The excitement was palpable, despite the bitter cold, thick fog and mud that enveloped us when we arrived at Turalla Truffles near Bungendore one Sunday morning in July last year. Frisbee (pictured above), a key member of the team of trained truffle dogs, was there to greet us; together with property owners, Damian Robinson and his wife, Lindsay, and their daughter, Willa (pictured left, second image below).
The truffle hunt...
Accompanying me is Carmen Pearce-Brown, a good friend and fellow food enthusiast, who also happens to be a third-generation beekeeper with Canberra's Honey Delight. A country girl, it's her first time ever on a truffle hunt and she's all smiles, which makes me smile as well.
After Damian, Lindsay and Willa give a warm welcome to the small group of intrepid truffle hunters, we pile into one of three vehicles, which weave their way up the winding track to the main house and truffière. On the short but bumpy drive, Carmen, Willa and I giggle and chat about truffles, bees, honey, cows, boarding school and Pokémon Go. Carmen captured this fun shot from the front seat with her iPad.
We step out of the vehicle, carefully avoiding the good-sized cow pats, and then compare our Wellingtons. Mine are borrowed from a friend. The Burberry looks rather dull against Carmen's striking red and black Sloggers, which match her hat beautifully. She's such a fashionista!
We line up at the gate to the truffière, where it's essential that we step into a foot bath. Chlorine-based bleach reduces the introduction of foreign soil and plant material, and prevents the spread of unwanted fungi and soil-borne disease. The puppies have to have their feet cleaned too.
Once we are through the gate and out in the open of the truffle orchard with its expansive views to Lake George, I note that the fog is even denser. Now, I'm ever-so glad I heeded Damian's advice to dress appropriately. "It's been wet, wet, wet and will be muddy and BLOODY COLD, so come prepared," he instructed in his email confirming our booking. He was right. It's definitely the sort of depths-of winter-outing that calls for several layers of clothing, topped with a jacket, beanie, gloves, scarf, thick socks and gloves.

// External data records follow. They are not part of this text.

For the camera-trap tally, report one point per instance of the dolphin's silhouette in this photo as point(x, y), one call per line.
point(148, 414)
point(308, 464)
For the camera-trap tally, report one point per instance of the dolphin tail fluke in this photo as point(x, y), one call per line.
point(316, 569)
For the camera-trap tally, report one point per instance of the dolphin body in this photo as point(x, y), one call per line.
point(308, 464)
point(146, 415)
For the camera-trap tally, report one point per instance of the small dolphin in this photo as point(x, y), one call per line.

Damian tells us that black Périgord truffle, named after a region in France, is the fruiting body of the fungus, Tuber melanosporum. This fungus forms a "symbiotic relationship" with the roots of oak and hazel trees, and the fruiting body, the edible truffle, is harvested in winter once it has matured. Climate and soil conditions have to be just right to grow this most highly valued truffle, he explains. A good season will follow a hot, dry summer and a crisp, frosty winter.
We need to look out for areas of dieback at the base of the tree, indicating fungal activity in the soil beneath. Damian asks that we don't step inside that area, because that's where the truffles will have formed. It's not long before Frisbee, Three Spot and Eight are pointing out truffles.
Damian kneels down, grabs a handful of earth and buries his face into it. You can smell a ripe truffle, he says with a grin - a piece of dirt on the end of his nose. The group gathers around and listens intently as Damian explains the difference between the scent of a good truffle and one that's over ripe, or not quite ready.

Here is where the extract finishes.